In fact, revenue in the overall manufacturing industry in the U.S. is expected to grow 9.2 percent this year, despite labor, materials and logistics challenges, reports the Institute for Supply Management. That figure is up from the 6.5 percent increase forecast at the end of 2021.
“With an operating rate of 87.2 percent and projected increases in capital expenditures, prices paid for raw materials and employment by the end of 2022, manufacturing continues its comeback from the turmoil of 2020 and 2021,” said Tim Fiore, chair of the ISM’s manufacturing survey committee.
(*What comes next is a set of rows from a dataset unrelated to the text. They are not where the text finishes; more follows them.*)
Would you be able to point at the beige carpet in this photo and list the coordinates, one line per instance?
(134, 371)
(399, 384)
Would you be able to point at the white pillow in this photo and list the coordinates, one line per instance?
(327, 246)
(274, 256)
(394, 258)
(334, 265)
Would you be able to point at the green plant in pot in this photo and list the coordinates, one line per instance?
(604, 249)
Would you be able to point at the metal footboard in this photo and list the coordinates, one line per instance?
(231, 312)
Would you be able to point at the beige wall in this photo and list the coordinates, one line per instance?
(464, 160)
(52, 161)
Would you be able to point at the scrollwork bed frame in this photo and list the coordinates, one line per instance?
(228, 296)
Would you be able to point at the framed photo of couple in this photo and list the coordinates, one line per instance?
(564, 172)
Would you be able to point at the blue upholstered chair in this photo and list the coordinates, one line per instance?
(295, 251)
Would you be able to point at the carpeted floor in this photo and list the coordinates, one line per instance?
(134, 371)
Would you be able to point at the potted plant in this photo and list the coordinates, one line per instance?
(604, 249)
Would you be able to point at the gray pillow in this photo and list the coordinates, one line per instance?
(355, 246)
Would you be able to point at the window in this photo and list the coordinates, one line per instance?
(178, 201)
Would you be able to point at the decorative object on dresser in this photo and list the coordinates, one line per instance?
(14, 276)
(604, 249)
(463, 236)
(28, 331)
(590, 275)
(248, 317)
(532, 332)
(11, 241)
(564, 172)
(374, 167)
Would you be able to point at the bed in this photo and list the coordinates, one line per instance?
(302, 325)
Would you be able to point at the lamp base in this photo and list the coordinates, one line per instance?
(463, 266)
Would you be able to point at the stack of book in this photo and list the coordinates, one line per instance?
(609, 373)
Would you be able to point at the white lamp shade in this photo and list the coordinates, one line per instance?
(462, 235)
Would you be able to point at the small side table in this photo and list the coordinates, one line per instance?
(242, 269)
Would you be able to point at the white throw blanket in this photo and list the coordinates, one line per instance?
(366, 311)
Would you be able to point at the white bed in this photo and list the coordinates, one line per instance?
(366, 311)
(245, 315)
Sixteen out of 18 sectors tracked by ISM – including computers and electronic products — are expecting revenue growth and 13 anticipate hiring this year.
Demand remains solid for semiconductors and manufactured goods, which is one driver of steady growth. The other, experts say, is improved supply chain resilience in the face of two years of unprecedented disruption. Although air freight is more expensive than shipping, orders are expedited every day, according to electronics distributors. Tech companies are designing products with component availability in mind. Cars are manufactured with fewer electronics options, unless customers are willing to wait.
It’s a sellers’ market for everything from materials to automobiles, said Fiore, so costs are being passed on to customers.
A global shortage of semiconductors is not expected to abate until 2024, according to Intel CEO Pat Gelsinger. Although chip companies have announced plans for more than 29 fabs worldwide, it takes several years for a plant to get up and running.
What’s changed?
IC Insights notes a few changes to its forecast from January: How the semiconductor market achieves the low double-digit percentage growth and reaches record-high sales of $680.7 billion in 2022.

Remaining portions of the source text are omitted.